Many websites now offer small investors the opportunity to earn interest from lending money either to individuals or small businesses, while others allow people to invest as little as 10 pounds ($15) in companies in return for an equity stake.
Interest in crowdfunding exploded after President Barack Obama signed the Jumpstart our Business Startups, or JOBS, act a year ago to legalize equity crowdfunding, subject to new rules being agreed by regulators.
The market is growing, though it still pales in comparison to bank lending to small-and-medium-sized firms, which in the UK alone stood at 28.7 billion pounds ($43.4 billion) in the first nine months of 2012 according to Bank of England data.
Worldwide crowdfunding volumes reached $2.66 billion in 2012, up from $1.47 billion the previous year, according to a survey by Massolution, a research and advisory firm specializing in the sector. That followed growth of 64 percent in 2011.
Massolution predicted $5.1 billion would be raised via crowdfunding platforms in 2013, with a greater shift towards funding new businesses and small firms rather than social projects, which are currently the most popular category.
North America accounts for the bulk of activity, with $1.6 billion raised there last year, a 105 percent increase on 2011.
One of the most highly publicized crowdfunded deals last year saw smartwatch maker Pebble Technology raise more than $10 million through U.S. site Kickstarter, 100 times its target.
Sites seeking donations for charity or funding for creative projects in return for non-financial rewards - such as merchandise, access to computer games, or autographed albums - raised a total of $1.4 billion, Massolution said.
Funds raised by lending sites increased 111 percent to $1.2 billion, while equity crowdfunding, the growth of which has been limited by regulation governing selling shares to the public, was the smallest chunk, providing $116 million.
As crowdfunding is relatively new, there is no data yet on failure rates or average returns on equity investments.
“It can be difficult to make returns investing in early stage businesses, but crowdfunding adds flexibility as it opens companies up to a broader base of investors who may not be investing solely for a return,” said Liam Collins, policy advisor at Nesta, a charity which promotes innovation.
Offering investors “rewards” on top of equity stakes can ease the pressure on companies to deliver returns, Collins added. Generous tax breaks in Britain for investing in seed stage firms also make equity crowdfunding an attractive option.
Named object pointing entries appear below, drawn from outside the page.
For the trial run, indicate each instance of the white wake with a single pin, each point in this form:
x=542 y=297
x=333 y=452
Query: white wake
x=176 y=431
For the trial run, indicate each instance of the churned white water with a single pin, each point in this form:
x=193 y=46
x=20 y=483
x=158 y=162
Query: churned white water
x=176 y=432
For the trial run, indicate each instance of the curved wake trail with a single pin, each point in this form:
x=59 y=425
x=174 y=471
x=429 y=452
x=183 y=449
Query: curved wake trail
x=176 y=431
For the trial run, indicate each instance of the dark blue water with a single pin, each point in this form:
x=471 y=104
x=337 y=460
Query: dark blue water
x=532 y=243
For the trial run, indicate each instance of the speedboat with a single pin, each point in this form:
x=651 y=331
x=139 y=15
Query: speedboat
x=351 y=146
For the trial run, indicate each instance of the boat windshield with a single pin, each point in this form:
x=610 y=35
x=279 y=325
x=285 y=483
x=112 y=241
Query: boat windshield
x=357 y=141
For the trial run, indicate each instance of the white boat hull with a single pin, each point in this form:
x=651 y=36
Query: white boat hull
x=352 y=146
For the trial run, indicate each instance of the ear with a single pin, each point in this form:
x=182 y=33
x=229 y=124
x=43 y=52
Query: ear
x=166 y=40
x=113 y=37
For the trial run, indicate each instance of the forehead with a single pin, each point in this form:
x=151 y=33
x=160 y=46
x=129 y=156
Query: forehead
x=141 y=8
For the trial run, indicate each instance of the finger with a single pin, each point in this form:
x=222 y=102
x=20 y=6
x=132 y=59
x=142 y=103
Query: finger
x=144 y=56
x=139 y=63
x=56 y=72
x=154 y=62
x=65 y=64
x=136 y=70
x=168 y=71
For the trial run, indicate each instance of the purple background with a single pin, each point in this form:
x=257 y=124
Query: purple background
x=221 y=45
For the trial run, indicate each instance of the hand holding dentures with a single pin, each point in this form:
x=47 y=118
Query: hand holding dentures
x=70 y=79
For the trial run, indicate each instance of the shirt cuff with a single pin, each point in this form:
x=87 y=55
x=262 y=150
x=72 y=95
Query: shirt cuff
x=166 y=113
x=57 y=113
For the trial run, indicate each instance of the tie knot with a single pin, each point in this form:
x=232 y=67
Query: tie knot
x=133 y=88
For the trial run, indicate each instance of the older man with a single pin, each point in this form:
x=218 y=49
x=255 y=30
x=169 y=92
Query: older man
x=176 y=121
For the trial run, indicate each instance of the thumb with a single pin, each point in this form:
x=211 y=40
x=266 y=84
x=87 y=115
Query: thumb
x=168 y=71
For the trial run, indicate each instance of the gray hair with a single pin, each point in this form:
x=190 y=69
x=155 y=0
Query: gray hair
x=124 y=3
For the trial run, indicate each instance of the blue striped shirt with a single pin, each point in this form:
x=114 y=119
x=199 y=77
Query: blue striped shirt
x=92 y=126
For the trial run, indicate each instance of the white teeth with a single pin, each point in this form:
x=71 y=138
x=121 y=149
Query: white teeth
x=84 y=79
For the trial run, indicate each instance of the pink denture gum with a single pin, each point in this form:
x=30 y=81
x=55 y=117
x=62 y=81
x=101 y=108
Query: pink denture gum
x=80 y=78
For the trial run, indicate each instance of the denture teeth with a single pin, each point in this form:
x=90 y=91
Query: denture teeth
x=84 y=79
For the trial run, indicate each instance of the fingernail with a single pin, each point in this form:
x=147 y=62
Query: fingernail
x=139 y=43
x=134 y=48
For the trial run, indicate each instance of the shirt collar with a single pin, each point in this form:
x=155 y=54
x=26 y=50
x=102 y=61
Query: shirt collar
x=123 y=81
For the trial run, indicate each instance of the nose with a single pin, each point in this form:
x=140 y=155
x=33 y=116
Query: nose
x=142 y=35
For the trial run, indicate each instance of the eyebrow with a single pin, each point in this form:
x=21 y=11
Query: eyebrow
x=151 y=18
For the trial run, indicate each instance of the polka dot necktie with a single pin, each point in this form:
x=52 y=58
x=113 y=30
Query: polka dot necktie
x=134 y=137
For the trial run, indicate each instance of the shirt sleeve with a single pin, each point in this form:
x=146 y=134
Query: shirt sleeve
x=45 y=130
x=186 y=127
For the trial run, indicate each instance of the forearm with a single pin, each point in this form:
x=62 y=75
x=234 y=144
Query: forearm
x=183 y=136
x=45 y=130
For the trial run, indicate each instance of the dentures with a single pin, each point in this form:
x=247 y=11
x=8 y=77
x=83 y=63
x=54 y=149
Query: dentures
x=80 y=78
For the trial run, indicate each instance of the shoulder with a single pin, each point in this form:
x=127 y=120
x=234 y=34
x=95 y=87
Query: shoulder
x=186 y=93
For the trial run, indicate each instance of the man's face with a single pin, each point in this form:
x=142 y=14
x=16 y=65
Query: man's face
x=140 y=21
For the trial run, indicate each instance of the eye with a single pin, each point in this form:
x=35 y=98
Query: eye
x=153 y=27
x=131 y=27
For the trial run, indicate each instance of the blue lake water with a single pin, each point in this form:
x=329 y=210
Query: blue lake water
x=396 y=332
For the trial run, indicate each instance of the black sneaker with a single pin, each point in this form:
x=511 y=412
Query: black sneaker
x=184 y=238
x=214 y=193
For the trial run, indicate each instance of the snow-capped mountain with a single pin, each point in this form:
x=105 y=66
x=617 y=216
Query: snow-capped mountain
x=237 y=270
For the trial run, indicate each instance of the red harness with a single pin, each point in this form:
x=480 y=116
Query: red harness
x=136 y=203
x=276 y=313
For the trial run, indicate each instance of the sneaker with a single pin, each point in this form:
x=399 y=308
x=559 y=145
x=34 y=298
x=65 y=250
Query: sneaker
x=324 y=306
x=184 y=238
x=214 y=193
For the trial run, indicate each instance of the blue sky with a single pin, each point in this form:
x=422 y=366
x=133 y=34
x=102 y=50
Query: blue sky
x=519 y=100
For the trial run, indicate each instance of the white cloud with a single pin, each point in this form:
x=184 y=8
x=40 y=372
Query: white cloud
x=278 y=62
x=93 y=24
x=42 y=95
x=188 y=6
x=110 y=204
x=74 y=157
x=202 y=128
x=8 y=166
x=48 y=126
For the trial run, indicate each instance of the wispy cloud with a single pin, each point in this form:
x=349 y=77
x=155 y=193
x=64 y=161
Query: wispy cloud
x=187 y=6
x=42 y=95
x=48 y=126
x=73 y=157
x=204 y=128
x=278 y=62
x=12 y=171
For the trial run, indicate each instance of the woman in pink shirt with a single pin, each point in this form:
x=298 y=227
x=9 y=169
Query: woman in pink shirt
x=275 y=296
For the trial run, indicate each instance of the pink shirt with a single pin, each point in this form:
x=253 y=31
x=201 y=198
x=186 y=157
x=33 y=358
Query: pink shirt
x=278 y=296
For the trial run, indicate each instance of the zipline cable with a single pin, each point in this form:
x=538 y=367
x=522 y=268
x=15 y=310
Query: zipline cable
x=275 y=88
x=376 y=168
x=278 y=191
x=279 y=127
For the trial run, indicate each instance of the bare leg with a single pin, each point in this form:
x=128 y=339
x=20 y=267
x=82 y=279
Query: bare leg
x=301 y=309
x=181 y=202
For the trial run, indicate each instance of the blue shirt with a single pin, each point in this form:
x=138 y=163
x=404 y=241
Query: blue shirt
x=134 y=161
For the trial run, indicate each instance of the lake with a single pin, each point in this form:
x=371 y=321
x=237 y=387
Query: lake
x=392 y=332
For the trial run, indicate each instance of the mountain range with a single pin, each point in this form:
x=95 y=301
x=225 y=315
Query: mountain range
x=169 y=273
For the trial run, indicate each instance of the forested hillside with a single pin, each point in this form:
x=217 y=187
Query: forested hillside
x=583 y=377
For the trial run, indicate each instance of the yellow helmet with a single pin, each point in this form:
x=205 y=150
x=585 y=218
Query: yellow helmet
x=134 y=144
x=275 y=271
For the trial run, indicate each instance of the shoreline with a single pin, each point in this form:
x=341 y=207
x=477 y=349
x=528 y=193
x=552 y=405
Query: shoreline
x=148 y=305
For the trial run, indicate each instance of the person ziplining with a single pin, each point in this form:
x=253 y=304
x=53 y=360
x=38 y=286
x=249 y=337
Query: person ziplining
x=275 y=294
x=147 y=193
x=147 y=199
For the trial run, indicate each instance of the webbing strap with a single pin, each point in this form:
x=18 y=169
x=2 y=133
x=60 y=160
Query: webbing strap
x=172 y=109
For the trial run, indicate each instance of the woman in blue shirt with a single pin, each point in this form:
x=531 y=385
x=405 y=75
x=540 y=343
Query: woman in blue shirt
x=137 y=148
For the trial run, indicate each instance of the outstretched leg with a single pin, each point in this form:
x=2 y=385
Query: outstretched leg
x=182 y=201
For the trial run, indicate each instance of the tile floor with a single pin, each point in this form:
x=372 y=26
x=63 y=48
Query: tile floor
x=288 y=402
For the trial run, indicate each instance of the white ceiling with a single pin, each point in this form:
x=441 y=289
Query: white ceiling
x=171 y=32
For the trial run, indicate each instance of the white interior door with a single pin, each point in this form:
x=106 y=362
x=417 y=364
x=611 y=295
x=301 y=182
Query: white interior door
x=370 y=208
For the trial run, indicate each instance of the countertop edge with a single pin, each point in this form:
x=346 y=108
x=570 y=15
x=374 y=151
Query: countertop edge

There is no Europe-wide regulation in place specific to crowdfunding websites and the United States is in the process of drafting rules that would govern the sector.
Massolution estimates there are 813 crowdfunding platforms worldwide, either already active or planning to launch.
Wall Street’s industry-funded watchdog, the Financial Industry Regulatory Authority, is working with the Securities and Exchange Commission (SEC) to draft crowdfunding rules and has asked websites to voluntarily register with it as a first step.
The SEC needs to adopt rules before small businesses can sell securities to investors through crowdfunding.
“Equity crowdfunding has tons of potential but how regulators interpret it will be a big issue,” said Collins. “You will see a step change in the growth once regulation is introduced in the United States.”
Britain is also looking at how best to regulate the sector. Two equity crowdfunding sites, Crowdcube and Seedrs, have already been approved by the financial regulator, while lending sites will be regulated from April next year.